Mais je ne veux pas mettre dans la tête de mes enfants qu’ils vivent dans un monde obscur ! Au contraire, je veux leur donner l’idée qu’ils peuvent compter sur moi. Je pense que ce serait vraiment une mauvaise idée de vouloir habituer ses enfants à perdre confiance en toute personne qui les entoure. Il ne s’agit pas de leur éviter toute souffrance, mais de leur permettre de se connecter à eux-mêmes dans la réalité de ce qu’ils ressentent, et ensuite de se connecter aux autres pour prendre en compte leurs besoins et leur ressenti - ce qui est le but de l’éducation. On peut apprendre aux enfants à gérer les souffrances que la vie amène sans pour autant créer des souffrances de toutes pièces.

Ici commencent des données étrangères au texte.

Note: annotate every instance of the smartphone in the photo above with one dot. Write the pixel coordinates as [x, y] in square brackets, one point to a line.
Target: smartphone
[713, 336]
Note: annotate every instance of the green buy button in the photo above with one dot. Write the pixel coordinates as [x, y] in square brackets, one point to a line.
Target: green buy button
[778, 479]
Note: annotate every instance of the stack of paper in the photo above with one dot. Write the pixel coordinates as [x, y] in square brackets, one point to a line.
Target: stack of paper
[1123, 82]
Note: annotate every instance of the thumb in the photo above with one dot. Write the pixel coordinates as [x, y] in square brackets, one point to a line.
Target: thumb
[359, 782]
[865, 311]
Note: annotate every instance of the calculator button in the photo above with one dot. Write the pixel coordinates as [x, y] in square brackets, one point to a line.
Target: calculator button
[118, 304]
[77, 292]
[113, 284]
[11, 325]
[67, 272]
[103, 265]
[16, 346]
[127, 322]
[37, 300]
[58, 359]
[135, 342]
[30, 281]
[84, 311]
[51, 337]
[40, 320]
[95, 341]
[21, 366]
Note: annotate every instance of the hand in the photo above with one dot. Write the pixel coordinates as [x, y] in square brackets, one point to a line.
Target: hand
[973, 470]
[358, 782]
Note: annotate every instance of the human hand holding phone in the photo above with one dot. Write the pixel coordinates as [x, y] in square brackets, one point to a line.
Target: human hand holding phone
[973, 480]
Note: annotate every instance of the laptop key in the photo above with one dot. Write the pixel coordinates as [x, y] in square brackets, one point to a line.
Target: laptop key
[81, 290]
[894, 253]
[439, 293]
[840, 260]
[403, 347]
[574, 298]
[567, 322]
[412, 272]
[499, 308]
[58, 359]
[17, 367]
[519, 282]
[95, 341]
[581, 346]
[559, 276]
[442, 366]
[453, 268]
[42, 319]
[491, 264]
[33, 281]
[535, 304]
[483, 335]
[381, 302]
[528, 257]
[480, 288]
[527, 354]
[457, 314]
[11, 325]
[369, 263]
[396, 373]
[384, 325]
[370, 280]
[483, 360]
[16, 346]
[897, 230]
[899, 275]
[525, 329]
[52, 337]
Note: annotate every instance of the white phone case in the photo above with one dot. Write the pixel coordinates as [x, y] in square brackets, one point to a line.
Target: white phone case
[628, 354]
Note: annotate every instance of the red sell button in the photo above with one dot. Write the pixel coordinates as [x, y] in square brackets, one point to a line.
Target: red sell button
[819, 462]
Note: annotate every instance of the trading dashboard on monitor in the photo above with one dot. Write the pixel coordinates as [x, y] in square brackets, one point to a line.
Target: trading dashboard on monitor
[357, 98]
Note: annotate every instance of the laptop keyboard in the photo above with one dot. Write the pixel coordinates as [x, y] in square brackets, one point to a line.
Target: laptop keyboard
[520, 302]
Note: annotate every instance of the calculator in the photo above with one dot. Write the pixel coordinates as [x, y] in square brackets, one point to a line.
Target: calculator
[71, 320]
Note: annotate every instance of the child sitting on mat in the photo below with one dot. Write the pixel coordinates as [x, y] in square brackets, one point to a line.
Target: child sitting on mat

C’est inutile : elles aussi arrivent de toute façon dans l’existence des enfants.
Entretien : Clément Boileau
Un conte de Noël sans le Père Noël
Pour la petite histoire , le livre devait s’appeler La Magie de Noël " , explique Catherine Dumonteil Kremer à propos de son livre, Agathe ne croit pas au Père Noël . Lequel narre la période de Noël... sans Père Noël. "Mais mon éditeur m’a dit que nous risquions de piéger des gens qui penseraient qu’il est question du Père Noël. Alors que le livre raconte que ce qui est magique durant cette période, c’est plutôt le fait de se retrouver en famille, d’avoir des attentions les uns pour les autres, etc."
Le Père Noël, sapeur de confiance ?
Étude. "Si les parents sont capables de mentir à propos d’une chose aussi spéciale et magique, peut-on continuer à leur faire confiance en tant que gardiens de la sagesse et de la vérité ?" Telle est la question que se sont posée les psychologues Christopher Boyle et Cathy McKay, dans le journal The Lancet Psychiatry . "Tous les enfants finissent par constater qu’en fait, on leur a menti pendant des années, ce qui peut les pousser à se demander sur quoi d’autre leurs parents pourraient leur avoir menti" , s’interrogent ainsi les chercheurs.
Retour en enfance. Dans ce cas, pourquoi les adultes persistent à perpétuer un aussi gros mensonge ? "Le succès de fictions telles qu’Harry Potter, Docteur Who ou Star Wars montre que les adultes sont très enclins à retourner momentanément en enfance" , tentent les deux psychologues, qui estiment que perpétuer le mythe du Père Noël est aussi une façon égoïste pour les parents de replonger (momentanément) en enfance. "La plus grande violation morale du mensonge de Noël est peut-être le fait qu’un jour, la vérité est révélée" , concluent les chercheurs.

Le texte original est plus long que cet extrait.